Penurunan tingkat kepatuhan tersebut membuat negara sulit mengumpulkan penerimaan pajak secara optimal. Padahal, penerimaan pajak masih menjadi kontributor terbesar dalam total pendapatan negara.

Untuk mengatasi hal tersebut, dibutuhkan perubahan strategis dalam kebijakan pajak di Indonesia. Paling tidak terdapat 3 strategi yang dapat dikaji oleh para calon presiden. Adapun strategi ini diharapkan dapat membantu pemerintah dalam memulihkan trust wajib pajak kepada fiskus.

Optimalisasi Pajak Orang Kaya

KEPERCAYAAN (trust) dan ketimpangan ekonomi (economic inequality) tidak dapat dipisahkan. Dalam konteks ini, salah satu gagasan yang menarik untuk mengatasi ketimpangan tersebut adalah pemajakan orang kaya di Indonesia. Terlebih, ada fungsi redistribusi dalam pajak.

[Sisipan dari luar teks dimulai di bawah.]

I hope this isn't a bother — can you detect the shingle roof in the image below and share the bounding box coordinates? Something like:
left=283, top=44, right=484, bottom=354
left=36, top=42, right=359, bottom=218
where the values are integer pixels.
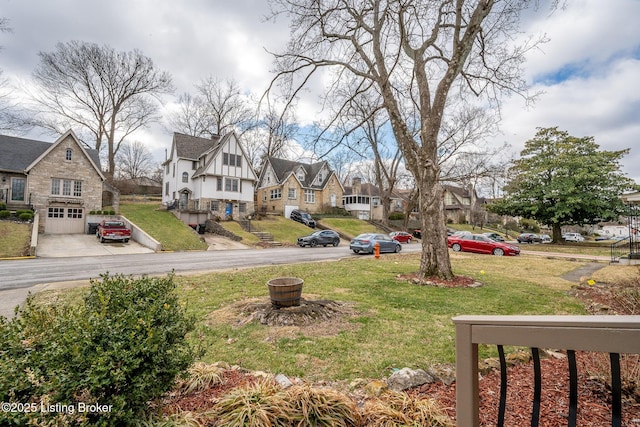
left=0, top=135, right=100, bottom=173
left=269, top=157, right=331, bottom=188
left=173, top=133, right=220, bottom=160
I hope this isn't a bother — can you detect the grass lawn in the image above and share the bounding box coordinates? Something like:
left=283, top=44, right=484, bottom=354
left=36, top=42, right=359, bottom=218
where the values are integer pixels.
left=0, top=221, right=31, bottom=258
left=37, top=249, right=600, bottom=380
left=120, top=202, right=207, bottom=251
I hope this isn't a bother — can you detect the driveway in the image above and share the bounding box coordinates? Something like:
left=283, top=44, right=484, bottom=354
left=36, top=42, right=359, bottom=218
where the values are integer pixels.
left=36, top=234, right=153, bottom=258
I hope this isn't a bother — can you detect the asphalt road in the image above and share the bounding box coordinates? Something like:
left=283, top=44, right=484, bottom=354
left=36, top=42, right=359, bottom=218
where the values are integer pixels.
left=0, top=244, right=422, bottom=317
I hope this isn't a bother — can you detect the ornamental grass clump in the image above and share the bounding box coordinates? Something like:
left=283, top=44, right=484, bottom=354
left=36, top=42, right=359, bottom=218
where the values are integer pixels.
left=283, top=385, right=362, bottom=427
left=363, top=391, right=454, bottom=427
left=178, top=362, right=225, bottom=395
left=208, top=379, right=291, bottom=427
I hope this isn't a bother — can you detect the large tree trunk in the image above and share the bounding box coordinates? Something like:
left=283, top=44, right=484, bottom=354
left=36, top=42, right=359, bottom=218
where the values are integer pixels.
left=416, top=180, right=453, bottom=280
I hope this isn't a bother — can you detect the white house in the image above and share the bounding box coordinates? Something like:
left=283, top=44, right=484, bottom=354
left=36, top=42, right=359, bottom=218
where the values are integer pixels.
left=162, top=132, right=257, bottom=219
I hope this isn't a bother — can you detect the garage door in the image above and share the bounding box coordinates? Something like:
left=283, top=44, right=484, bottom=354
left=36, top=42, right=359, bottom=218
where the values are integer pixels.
left=44, top=206, right=85, bottom=234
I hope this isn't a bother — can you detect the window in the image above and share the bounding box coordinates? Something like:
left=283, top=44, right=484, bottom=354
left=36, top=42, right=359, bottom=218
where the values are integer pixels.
left=51, top=178, right=60, bottom=194
left=47, top=208, right=64, bottom=218
left=224, top=178, right=239, bottom=192
left=11, top=178, right=26, bottom=202
left=67, top=208, right=82, bottom=219
left=304, top=190, right=316, bottom=203
left=62, top=179, right=71, bottom=196
left=51, top=178, right=82, bottom=197
left=269, top=188, right=282, bottom=200
left=222, top=153, right=242, bottom=167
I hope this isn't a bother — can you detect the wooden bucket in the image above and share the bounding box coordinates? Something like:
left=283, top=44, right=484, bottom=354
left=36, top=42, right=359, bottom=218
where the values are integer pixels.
left=267, top=277, right=304, bottom=308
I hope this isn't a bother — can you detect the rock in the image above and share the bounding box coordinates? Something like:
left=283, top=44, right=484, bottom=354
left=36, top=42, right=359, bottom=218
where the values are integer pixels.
left=364, top=380, right=387, bottom=397
left=387, top=368, right=435, bottom=391
left=275, top=374, right=293, bottom=388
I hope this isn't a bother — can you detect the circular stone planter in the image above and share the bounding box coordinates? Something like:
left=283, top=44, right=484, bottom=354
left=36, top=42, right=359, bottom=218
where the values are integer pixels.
left=267, top=277, right=304, bottom=308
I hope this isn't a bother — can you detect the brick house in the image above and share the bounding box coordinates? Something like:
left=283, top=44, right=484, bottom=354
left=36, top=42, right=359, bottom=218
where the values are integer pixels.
left=162, top=132, right=257, bottom=219
left=0, top=131, right=105, bottom=234
left=256, top=157, right=344, bottom=218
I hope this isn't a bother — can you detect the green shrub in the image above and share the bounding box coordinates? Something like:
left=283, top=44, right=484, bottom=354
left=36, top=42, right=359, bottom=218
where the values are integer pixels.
left=0, top=275, right=194, bottom=426
left=18, top=212, right=33, bottom=221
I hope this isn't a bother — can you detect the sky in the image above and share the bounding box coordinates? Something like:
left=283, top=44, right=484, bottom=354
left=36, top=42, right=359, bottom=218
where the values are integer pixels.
left=0, top=0, right=640, bottom=184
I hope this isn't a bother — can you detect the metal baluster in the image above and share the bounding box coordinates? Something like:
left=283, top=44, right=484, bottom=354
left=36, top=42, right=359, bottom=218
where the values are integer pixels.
left=609, top=353, right=622, bottom=427
left=567, top=350, right=578, bottom=427
left=498, top=345, right=507, bottom=427
left=531, top=347, right=542, bottom=427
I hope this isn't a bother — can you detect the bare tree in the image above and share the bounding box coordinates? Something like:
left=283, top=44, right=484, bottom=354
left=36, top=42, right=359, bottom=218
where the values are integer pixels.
left=272, top=0, right=537, bottom=279
left=116, top=141, right=154, bottom=179
left=28, top=41, right=173, bottom=175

Economic Policy Institute (2022) menjelaskan sejak 1979-2021, tingkat kesenjangan distribusi penghasilan antara pemilik modal dan pekerja makin membesar hingga mencapai hampir 4 kali lipat. Di sisi lain, orang kaya membayar dengan persentase tarif pajak efektif jauh lebih rendah daripada pekerja.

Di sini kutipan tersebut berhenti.